Kemudian selama tahun 1834
Belanda hanya fokus pada pembuatan jalan dan jembatan yang mengarah ke Bonjol
dengan mengerahkan ribuan tenaga kerja paksa. Hal ini dilakukan untuk
memudahkan mobilitas pasukannya dalam menaklukkan Bonjol. Selain itu pihak
Belanda juga terus berusaha menanamkan pengaruhnya pada beberapa kawasan yang
dekat dengan kubu pertahanannya. Pada tanggal 16 April 1835, Belanda memutuskan
untuk kembali mengadakan serangan besar-besaran untuk menaklukkan Bonjol dan
sekitarnya.
Operasi militer dimulai pada
tanggal 21 April 1835, pasukan Belanda dipimpin oleh Letnan Kolonel Bauer,
memecah pasukannya menuju Masang menjadi dua bagian yang bergerak masing-masing
dari Matur dan Bamban. Pasukan ini mesti menyeberangi sungai yang saat itu
tengah dilanda banjir, dan terus masuk menyelusup ke dalam hutan rimba; mendaki
gunung dan menuruni lembah; guna membuka jalur baru menuju Bonjol.

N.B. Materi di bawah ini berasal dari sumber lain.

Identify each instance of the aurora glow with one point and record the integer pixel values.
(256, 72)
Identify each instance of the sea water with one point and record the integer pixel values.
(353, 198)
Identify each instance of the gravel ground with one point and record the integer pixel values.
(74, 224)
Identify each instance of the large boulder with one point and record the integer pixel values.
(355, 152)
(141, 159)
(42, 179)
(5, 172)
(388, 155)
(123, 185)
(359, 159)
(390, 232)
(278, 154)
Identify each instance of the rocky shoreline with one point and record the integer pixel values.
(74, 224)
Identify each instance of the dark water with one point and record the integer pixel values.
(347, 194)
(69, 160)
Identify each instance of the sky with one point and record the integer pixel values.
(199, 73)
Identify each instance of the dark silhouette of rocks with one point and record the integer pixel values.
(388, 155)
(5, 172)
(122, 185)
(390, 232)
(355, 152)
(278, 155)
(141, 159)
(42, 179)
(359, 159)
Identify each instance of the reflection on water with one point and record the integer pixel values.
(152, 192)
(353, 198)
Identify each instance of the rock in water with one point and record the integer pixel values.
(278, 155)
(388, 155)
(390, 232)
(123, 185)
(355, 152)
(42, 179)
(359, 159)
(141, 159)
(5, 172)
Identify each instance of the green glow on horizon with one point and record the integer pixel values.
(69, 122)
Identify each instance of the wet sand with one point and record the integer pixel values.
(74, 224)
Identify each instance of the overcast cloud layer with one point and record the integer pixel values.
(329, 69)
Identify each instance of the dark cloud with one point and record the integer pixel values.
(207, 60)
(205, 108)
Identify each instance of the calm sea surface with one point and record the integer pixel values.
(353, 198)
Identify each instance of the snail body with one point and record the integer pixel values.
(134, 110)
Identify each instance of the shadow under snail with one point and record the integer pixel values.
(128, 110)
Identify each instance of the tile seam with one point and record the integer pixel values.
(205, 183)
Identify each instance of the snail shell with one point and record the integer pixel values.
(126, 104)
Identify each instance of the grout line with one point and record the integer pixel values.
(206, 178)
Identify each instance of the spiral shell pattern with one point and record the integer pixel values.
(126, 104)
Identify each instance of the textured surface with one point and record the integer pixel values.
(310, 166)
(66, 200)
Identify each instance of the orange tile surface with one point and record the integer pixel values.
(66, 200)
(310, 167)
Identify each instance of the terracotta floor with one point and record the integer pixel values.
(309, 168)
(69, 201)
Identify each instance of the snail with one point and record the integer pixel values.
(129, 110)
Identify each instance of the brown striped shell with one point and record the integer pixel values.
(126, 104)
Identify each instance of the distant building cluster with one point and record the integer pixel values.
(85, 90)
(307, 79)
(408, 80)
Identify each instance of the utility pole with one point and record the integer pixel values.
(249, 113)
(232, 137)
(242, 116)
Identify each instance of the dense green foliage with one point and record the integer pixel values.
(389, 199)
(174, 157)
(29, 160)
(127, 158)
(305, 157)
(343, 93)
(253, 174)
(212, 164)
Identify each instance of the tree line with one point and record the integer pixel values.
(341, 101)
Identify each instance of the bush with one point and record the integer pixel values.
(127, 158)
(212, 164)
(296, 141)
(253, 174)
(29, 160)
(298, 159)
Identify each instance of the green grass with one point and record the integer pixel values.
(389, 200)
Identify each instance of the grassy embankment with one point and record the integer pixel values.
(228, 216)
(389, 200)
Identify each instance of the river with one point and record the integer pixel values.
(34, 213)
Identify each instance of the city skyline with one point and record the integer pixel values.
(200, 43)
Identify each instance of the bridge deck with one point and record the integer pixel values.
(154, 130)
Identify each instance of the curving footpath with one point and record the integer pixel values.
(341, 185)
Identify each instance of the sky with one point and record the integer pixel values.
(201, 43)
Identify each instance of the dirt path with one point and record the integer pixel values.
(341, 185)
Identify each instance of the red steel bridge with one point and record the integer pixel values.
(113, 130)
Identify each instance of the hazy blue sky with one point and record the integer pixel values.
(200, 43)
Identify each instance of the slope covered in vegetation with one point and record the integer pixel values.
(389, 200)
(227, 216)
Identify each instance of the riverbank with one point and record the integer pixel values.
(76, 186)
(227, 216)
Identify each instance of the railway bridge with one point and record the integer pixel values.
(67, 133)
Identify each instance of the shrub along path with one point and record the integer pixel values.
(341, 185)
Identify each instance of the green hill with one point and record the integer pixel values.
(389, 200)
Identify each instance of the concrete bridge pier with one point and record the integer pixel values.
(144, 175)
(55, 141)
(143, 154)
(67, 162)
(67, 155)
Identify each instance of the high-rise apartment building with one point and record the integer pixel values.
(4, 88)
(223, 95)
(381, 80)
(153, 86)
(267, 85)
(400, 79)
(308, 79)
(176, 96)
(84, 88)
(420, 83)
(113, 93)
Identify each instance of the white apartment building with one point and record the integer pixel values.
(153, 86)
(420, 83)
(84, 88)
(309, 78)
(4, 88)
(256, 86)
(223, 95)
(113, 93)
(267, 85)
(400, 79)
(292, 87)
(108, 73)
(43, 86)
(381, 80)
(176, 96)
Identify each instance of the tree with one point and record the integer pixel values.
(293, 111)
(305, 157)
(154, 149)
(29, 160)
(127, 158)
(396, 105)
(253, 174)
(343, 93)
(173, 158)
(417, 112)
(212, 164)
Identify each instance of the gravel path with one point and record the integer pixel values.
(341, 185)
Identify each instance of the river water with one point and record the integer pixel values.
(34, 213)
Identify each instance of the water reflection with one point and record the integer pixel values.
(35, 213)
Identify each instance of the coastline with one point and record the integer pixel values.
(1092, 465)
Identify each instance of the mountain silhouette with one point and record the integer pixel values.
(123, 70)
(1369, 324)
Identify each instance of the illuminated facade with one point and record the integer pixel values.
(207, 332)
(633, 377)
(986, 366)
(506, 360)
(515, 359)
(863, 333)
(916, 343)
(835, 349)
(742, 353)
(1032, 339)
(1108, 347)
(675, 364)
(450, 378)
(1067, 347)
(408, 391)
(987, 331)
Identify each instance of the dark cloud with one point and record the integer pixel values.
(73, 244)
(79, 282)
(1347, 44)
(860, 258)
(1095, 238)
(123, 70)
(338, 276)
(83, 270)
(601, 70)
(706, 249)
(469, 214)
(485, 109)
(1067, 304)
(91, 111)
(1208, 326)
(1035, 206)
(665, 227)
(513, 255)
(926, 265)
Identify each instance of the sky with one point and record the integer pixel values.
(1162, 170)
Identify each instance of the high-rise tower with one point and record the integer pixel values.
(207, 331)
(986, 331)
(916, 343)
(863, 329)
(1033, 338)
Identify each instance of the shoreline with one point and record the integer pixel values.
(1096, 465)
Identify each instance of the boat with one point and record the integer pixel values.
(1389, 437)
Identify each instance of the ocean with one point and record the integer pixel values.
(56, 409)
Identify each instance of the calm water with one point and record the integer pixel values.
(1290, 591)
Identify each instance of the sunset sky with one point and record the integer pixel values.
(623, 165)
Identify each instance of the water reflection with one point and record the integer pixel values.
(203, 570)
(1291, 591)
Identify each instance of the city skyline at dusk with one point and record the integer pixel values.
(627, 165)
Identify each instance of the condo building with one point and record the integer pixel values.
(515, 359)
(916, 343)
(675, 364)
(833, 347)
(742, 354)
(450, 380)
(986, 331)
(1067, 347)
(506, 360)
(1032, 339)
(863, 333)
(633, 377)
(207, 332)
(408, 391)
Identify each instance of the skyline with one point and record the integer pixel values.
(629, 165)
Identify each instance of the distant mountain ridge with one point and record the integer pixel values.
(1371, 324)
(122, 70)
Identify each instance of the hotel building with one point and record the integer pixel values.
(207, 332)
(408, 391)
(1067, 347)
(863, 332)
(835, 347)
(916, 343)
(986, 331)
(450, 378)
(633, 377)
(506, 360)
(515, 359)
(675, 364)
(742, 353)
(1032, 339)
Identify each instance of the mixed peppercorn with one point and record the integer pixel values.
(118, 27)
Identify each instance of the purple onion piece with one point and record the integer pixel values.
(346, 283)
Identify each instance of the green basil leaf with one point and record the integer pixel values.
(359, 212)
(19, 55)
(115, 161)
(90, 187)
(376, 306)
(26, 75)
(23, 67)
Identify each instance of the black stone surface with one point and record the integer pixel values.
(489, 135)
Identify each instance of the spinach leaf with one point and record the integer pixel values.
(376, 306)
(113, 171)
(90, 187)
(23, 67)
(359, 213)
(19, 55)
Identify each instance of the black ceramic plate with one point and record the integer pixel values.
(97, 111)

Pada tanggal 23 April 1835
gerakan pasukan Belanda ini telah berhasil mencapai tepi Batang Gantiang,
kemudian menyeberanginya dan berkumpul di Batusari. Dari sini hanya ada satu
jalan sempit menuju Sipisang, daerah yang masih dikuasai oleh Kaum Padri.
Sesampainya di Sipisang, pecah pertempuran sengit antara pasukan Belanda dengan
Kaum Padri. Pertempuran berlangsung selama tiga hari tiga malam tanpa henti,
sampai banyak korban di kedua belah pihak. Akhirnya dengan kekuatan yang jauh
tak sebanding, pasukan Kaum Padri terpaksa mengundurkan diri ke hutan-hutan
rimba sekitarnya. Jatuhnya daerah Sipisang ini meningkatkan moralitas pasukan
Belanda, kemudian daerah ini dijadikan sebagai kubu pertahanan sambil menunggu
pembuatan jembatan menuju Bonjol.
Walau pergerakan laju pasukan
Belanda menuju Bonjol masih sangat lamban, hampir sebulan waktu yang diperlukan
untuk dapat mendekati daerah Alahan Panjang. Sebagai front terdepan dari Alahan
Panjang ialah daerah Padang Lawas yang secara penuh masih dikuasai oleh Kaum
Padri. Namun pada tanggal 8 Juni 1835 pasukan Belanda berhasil menguasai daerah
ini. Selanjutnya pada tanggal 11 Juni 1835 pasukan Belanda kembali bergerak
menuju sebelah timur Batang Alahan Panjang dan membuat kubu pertahanan disana,
sementara pasukan Kaum Padri tetap bersiaga di seberangnya.
Pasukan Belanda berhasil
mendekati Bonjol dalam jarak kira-kira hanya 250 langkah pada tengah malam
tanggal 16 Juni 1835, kemudian mereka mencoba membuat kubu pertahanan.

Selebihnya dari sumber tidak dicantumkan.